Здесь снова появляется Тухачевский, которого чекисты в контрразведывательной операции «Трест» выставляли перед руководством РОВСа как готового на военный переворот «красного Наполеона». Но на сей раз Тухачевский становился, похоже, реальным противником.
Шестнадцатого декабря 1929 года он выступил на заседании военной секции при Коммунистической академии с докладом «О характере современных войн в свете решений 6-го конгресса Коминтерна». Его главная мысль: «грандиозные войны, пока большая часть света не станет социалистической, неизбежны», что надо вести подготовку к ним согласно политике индустриализации. К идее «революции извне» прибавилась идея «войны моторов».
Одиннадцатого января 1930 года Тухачевский направил на имя Ворошилова докладную записку, в которой изложил программу и план модернизации армии с учетом стратегических задач и геополитического положения страны.
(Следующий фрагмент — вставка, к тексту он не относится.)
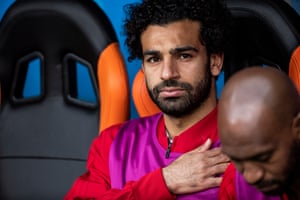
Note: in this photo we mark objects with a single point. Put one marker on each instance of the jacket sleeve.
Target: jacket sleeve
(95, 182)
(227, 188)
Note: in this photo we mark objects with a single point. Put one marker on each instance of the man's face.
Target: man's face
(265, 155)
(176, 67)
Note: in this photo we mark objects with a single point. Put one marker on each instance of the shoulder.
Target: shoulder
(227, 188)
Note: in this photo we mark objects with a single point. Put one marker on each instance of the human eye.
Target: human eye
(263, 157)
(185, 56)
(152, 59)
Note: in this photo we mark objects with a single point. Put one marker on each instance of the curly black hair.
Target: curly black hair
(213, 16)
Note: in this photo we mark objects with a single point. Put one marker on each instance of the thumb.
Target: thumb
(205, 146)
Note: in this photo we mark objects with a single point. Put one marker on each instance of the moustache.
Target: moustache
(172, 83)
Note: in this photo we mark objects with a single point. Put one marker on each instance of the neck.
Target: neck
(176, 125)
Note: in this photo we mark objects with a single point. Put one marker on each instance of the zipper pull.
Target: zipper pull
(170, 141)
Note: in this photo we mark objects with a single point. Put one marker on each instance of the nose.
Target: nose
(169, 69)
(252, 173)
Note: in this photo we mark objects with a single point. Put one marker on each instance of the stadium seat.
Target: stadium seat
(63, 79)
(264, 32)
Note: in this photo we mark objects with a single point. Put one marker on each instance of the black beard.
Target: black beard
(181, 106)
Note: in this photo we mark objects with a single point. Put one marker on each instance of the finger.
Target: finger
(205, 146)
(215, 160)
(216, 170)
(210, 182)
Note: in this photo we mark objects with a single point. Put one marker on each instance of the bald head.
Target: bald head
(256, 98)
(259, 126)
(258, 95)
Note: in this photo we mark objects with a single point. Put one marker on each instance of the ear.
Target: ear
(142, 68)
(216, 63)
(296, 126)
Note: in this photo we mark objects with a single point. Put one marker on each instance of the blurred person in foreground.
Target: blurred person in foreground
(259, 127)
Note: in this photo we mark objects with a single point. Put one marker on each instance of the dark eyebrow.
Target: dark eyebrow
(172, 51)
(151, 52)
(182, 49)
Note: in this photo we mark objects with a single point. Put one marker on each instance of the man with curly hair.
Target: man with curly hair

Основываясь на возможностях военной промышленности, «сдвигах, происшедших в деревне» и росте различных родов войск, он говорил о «новых формах оперативного искусства». Картина представлялась воистину грандиозной: в связи с увеличением танков и авиации генеральные сражения могут вестись одновременным ударом 150 дивизий на фронте в 450 километров и в глубину на 100–200 километров с применением танковых и авиационных десантов.
К концу пятилетки предлагалось иметь в составе Красной армии 260 стрелковых и кавалерийских дивизий, 50 дивизий резерва, тяжелую артиллерию и минометы, 40 тысяч самолетов и 50 тысяч танков, 225 пулеметных батальонов.
Тухачевский также предлагал перестроить всю промышленность, как бы мы сказали сейчас, на выпуск продукции «двойного назначения». «Способность страны, – писал он, – к быстрой мобилизации всех промышленных экономических ресурсов является одним из крупнейших показателей ее военной мощи».
Предложения Тухачевского в итоге легли в основу промышленной политики СССР, однако тогда они натолкнулись на возражения начальника Штаба РККА Шапошникова, который относился к генерации «генштабистов», конкурирующей с «революционными генералами».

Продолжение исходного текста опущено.